Впереди темнеют холмы, поросшие редкими соснами, белеют мраморные кресты. Кругом — ни души. Тишина дрожит натянутой струной, ей вторит далекий гул города.
Чего я тут торчу?
«…К нему не зарастет народная тропа…»
Сосны издали шепнули мне эти слова. Сосны все видят и слышат. И ничего не забывают. Они живые свидетели, вечные часовые. Голубые сосны. Может, это о них поет Бенас?
Толстая каменная ограда. Железные ворота гремят, но не открываются. Заперты. Почему запирают кладбище? Чтоб мертвецы в полночь не выбрались в затихший город? Или чтоб живые не осквернили место их покоя?
Я иду вдоль ограды, вижу брешь и пролезаю в нее. В густой тени деревьев осматриваюсь. Трусом я никогда не был, но одному ночью на кладбище что-то не по себе.

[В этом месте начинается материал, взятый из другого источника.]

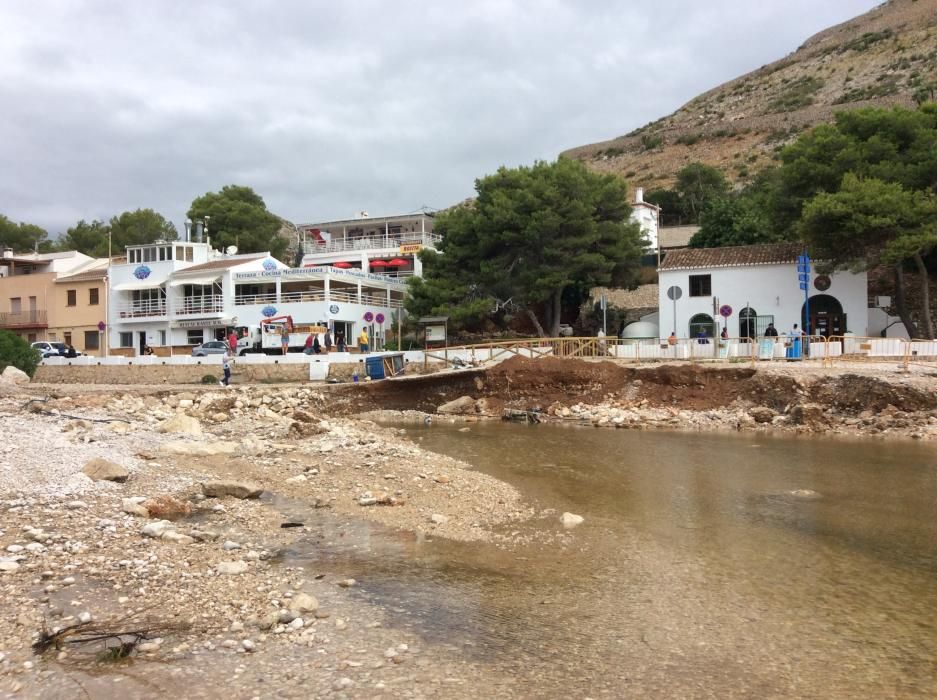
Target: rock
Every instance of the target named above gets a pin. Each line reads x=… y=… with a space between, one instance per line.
x=200 y=449
x=303 y=602
x=464 y=405
x=166 y=508
x=235 y=489
x=134 y=507
x=762 y=414
x=180 y=423
x=104 y=470
x=14 y=375
x=157 y=528
x=232 y=568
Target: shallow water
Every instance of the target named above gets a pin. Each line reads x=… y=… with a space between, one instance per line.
x=697 y=571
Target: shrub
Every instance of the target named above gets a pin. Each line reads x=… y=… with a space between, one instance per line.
x=17 y=352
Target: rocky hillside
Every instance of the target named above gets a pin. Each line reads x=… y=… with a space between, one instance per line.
x=886 y=56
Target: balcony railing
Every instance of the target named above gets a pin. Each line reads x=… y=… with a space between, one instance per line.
x=33 y=318
x=199 y=306
x=141 y=309
x=359 y=243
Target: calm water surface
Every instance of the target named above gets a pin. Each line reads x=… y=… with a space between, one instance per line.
x=697 y=573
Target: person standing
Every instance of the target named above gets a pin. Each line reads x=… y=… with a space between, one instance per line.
x=226 y=368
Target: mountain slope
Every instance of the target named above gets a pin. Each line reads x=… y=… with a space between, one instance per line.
x=886 y=56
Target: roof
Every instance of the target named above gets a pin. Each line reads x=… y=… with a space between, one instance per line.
x=219 y=264
x=676 y=236
x=732 y=256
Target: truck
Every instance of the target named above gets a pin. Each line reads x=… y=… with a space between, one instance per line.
x=267 y=337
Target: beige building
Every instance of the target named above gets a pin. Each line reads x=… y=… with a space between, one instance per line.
x=78 y=309
x=36 y=305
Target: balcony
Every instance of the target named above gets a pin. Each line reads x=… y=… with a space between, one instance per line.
x=391 y=241
x=200 y=306
x=34 y=318
x=141 y=309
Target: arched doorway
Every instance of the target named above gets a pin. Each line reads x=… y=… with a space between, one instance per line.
x=826 y=316
x=747 y=323
x=704 y=323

На цыпочках выбираюсь на главную аллею и по ней поднимаюсь на крутой холм. Кресты, памятники, кресты. В лунном свете надписи проступают так четко, что читай, как книгу. Но мне не до них, я спешу, как будто за мной гонятся.
Вот по этой тропе я и шел тогда за горсткой провожающих. Впереди, в стихаре, шествовал ксендз. Большой гроб качался на плечах у мужчин, и мне снова показалось, что он пуст. Да, да, случилось недоразумение, вот-вот все выяснится.
Без труда нахожу могилу Ромаса. На гребне холма, между двумя соснами, она прижалась к большому гранитному памятнику с польской надписью. Могила осела, на ней растет чахлая трава.
Тогда я стоял в стороне и ждал чуда. Но его все не было. Гроб опустили в могилу, и по крышке загремели камешки, глухо зашуршал песок.
Ксендз молился, плакала мать Ромаса, притихшие и бессильные стояли люди.
«…К нему не зарастет народная тропа…»
Спустя два года я пришел сюда. Побывал ли здесь хоть кто-нибудь из нас, из его друзей? Хоть раз?
Мы забывчивы.
…Люди расходились с кладбища. Ко мне подошел Бенас. Я только теперь его заметил. Как-то дернулось сердце. Бенас сжал мои пальцы, и мы постояли рядом, не говоря ни слова и думая о часах, проведенных в «лаборатории» Ромаса, об уроках и переменах, на которых мы не слышали Ромаса, но все равно чувствовали его присутствие.
Мы стояли долго. Потом, не говоря ни слова, повернулись и побрели от могилы.
— Где другие? — спросил Бенас.
— Директриса не пустила.
Мы шли, взявшись за руки.
— Был Арберон, остался Арбен, — сказал Бенас.
— Нет, Арберон останется навсегда! — произнес я словно клятву.
Допоздна мы гуляли по городу и решили назавтра встретиться опять.
…Налетает ветерок, шумят сосны, качают кронами. О мое плечо, словно майский жук, стукается шишка, на могилу падает засохшая ветка.
Там, внизу, весело мигают городские огни и гулко бьют часы на башне кафедрального собора.